I will note I am enjoying reading these comments especially the ones that have
real data points, real implementations and considerations of database
structures/architectures on both of the products vs. gripes of the brands.

------
sptmbr
We use reserved Redshift instances for close to 3 years now. There were a few
moments that we were slightly screwed by new features and bugs in Redshift,
but most of the time, we don't need to deal with any maintenance, and because
we are fully on AWS, Redshift works way better with other systems we build or
use (we have a few use cases of bigquery). We do have lots of regular queries
running every hour, and we did lots of optimizations on Redshift. Overall, we
are happy with Redshift.

I think in term of EDW solutions, it is really not a one size fits all
situation. I am happy for the people (especially small companies who can't
afford running Redshift 24/7) who went with BigQuery, but I am also happy that
we chose Redshift and so far, it has been great.

------
ntoshev
No link to the original comparison by Google? It was only presented on a
private event?

Well, it's impossible to know the context in which this comparison was made.
BigQuery is very different from the rest of the data warehouse solutions, I
wouldn't think a standard benchmark suite would be appropriate for it.

------
maslam
We use Amazon Redshift a lot. The biggest pain point is its lack of elasticity
and strong coupling between compute and storage. You can see this pattern
emerging in warehouses from Azure and Snowflake. I fear that Redshift will
never get there because it's based on old Paraccel tech that was never really
designed for the cloud to begin with.

Is Redshift worth it? Yes, it's a powerful EDW system. That said, it's going
to cost you more than BQ because of always-on nodes.
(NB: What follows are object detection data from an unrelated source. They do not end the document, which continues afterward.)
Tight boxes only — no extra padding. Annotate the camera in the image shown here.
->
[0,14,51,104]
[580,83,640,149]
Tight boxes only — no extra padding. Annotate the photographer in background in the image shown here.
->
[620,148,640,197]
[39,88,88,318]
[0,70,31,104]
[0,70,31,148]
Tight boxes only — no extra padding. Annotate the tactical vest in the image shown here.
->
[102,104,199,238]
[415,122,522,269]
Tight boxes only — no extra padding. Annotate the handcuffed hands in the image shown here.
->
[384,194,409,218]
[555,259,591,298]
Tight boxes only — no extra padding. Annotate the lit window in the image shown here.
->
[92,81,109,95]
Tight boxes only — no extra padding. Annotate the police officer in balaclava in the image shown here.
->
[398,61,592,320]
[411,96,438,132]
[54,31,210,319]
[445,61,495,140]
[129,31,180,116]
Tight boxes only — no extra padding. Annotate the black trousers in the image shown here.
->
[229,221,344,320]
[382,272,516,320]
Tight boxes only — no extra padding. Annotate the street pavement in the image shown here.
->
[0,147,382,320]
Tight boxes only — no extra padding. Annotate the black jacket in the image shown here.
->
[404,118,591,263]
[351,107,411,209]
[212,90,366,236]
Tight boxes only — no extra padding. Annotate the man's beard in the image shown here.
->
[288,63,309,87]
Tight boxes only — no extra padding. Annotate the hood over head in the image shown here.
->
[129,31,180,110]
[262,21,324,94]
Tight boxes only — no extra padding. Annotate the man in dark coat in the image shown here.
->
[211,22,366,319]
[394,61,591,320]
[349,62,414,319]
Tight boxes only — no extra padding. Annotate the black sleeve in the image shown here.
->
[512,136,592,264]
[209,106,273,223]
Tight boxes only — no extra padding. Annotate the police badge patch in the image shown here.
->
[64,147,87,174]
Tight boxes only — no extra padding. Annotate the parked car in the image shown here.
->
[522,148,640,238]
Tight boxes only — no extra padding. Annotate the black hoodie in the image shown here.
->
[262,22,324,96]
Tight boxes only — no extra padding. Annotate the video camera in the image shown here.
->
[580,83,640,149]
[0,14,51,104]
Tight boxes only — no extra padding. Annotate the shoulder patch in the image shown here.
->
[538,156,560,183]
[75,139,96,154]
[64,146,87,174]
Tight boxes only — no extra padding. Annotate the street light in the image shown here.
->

Is it better than BQ? It really depends on your analytics workload.

------
gtrubetskoy
Google is pretty transparent about the underlying technologies such as Dremel
X, ColumnIO, Capacitor, etc. Even if there is no source code, there is quite a
bit in the form of papers, talks, peer OSS projects (e.g. Apache Drill), etc.

But I can't say the same about RedShift, it's a complete black box. (Other
than that it's a mod of an ancient version of Postgres)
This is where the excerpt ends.